Неожиданность
Шрифт:
Дальше все решала Танька. Она на свое место нашла толстую тетку по имени Фекла, лишившуюся детей, мужа и дома при большом пожаре. Фекла была немного похуже Тани: менее симпатичная на рожу, потолще, постарше, но также любящая деток, и такая же работящая. И дело опять наладилось.
Недавно встретила Феклу на рынке. Вместо черного плата на голове был яркий веселый платочек. В этот раз ненужные Максики не мешаются. Пацанята все воюют между собой до сих пор. Сося больше драться не лезет. Он с братьями теперь за Максимкой бегает и дразнится.
— Называет
— Во-во. А Танька устроилась вышибалой на постоялый двор. И слава богу, что все так закончилось.
— Почему? — спросил я, — может была бы счастлива, если бы ребята столковались. Мужик работящий, зажиточный, самой о добыче денег голову ломать не надо…

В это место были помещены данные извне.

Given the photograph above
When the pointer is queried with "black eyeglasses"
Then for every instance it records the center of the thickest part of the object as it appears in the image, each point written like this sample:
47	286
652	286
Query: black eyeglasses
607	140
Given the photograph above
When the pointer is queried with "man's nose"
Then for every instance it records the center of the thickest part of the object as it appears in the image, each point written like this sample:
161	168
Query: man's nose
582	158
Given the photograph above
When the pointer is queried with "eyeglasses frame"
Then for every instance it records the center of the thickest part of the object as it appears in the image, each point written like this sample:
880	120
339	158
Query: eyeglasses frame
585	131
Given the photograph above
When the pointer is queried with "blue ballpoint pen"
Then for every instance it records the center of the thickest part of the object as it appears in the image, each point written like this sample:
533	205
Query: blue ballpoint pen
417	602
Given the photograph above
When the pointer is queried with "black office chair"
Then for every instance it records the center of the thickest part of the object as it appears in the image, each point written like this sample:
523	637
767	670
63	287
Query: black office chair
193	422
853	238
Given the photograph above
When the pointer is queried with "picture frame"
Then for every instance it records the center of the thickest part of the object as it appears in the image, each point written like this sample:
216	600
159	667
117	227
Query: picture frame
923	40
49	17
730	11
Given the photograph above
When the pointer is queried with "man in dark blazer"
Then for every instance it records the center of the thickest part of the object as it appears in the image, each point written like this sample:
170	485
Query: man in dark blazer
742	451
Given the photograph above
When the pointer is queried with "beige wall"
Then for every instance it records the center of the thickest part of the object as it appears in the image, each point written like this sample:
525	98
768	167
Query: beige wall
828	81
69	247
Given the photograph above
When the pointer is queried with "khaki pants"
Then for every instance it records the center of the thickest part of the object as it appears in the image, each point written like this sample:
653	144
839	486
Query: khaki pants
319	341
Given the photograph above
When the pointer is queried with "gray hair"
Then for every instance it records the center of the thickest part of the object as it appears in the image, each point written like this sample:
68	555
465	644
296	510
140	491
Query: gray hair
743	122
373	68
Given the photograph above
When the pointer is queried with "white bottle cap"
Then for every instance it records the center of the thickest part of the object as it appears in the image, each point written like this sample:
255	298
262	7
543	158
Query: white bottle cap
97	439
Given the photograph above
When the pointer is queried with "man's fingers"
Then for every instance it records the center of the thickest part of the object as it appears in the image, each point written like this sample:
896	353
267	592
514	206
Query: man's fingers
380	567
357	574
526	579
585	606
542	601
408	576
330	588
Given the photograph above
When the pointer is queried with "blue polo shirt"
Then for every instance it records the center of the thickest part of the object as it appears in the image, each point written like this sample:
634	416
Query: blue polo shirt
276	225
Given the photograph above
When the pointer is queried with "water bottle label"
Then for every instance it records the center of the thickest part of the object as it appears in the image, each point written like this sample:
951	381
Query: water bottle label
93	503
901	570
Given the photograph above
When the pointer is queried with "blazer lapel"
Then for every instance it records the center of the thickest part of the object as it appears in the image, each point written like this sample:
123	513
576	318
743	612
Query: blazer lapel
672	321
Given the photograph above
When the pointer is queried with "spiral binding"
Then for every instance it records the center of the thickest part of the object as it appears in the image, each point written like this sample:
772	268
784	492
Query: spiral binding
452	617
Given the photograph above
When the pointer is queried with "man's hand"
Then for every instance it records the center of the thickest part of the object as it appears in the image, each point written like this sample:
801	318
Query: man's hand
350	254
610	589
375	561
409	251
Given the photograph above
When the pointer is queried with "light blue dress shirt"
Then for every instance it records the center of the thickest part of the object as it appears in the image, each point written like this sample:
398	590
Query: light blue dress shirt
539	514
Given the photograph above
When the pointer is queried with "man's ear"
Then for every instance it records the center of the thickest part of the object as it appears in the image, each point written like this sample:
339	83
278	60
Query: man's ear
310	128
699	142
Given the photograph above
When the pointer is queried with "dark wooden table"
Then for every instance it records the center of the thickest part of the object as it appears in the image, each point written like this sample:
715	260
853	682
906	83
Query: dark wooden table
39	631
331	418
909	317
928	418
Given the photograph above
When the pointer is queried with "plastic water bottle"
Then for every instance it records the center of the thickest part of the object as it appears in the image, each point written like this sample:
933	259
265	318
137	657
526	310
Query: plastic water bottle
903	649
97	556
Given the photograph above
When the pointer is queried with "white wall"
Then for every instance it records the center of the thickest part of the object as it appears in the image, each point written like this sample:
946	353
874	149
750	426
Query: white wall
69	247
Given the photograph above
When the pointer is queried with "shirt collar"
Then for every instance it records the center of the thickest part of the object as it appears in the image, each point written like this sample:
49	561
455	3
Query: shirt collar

— И девять деток в придачу! Такой пахоты ни на одной работе не сыщешь, как с ними! И день и ночь при деле будешь. То они болеют, то у них зубки режутся. Если не понос, так золотуха. И самой маленькой полтора года всего. А умрет вдруг Дула, Танька уже их не бросит, не такой она человек. Будет всю эту толпу нянчить и еще бегать на них деньги зарабатывать. Свои-то были бы страшной обузой, а тут еще и чужие! Не, оборотень в этом деле верней!
От неожиданности я аж встал. Наливаясь черной злобой, прошипел:
— Емелька наболтал?
— Сама вижу.
— Не каждый волхв это видит!
— А ведьма — каждая.
— Ведьмы в проститутки не идут!
— Я пошла. Не хочу порчу наводить, сглаживать, след вынимать, приворотные и отравляющие зелья заваривать, на метле летать и Сатане жертвы подносить, каких-то девственниц отлавливать. Я лучше ноги пошире раздвину, и честно свои гроши заработаю.
— Вы же можете на себе любого мужика женить!
— Мне, чтобы кого-то на себе женить, всей душой к этому человеку потянуться надо, довериться ему. Мужчин через меня проходит много, а разговоров между нами не завязывается — не о чем. Подь сюды, ложись скорее, молчи дура, — вот и все мои беседы. Может хоть теперь, с легендой о Кракове, повезет.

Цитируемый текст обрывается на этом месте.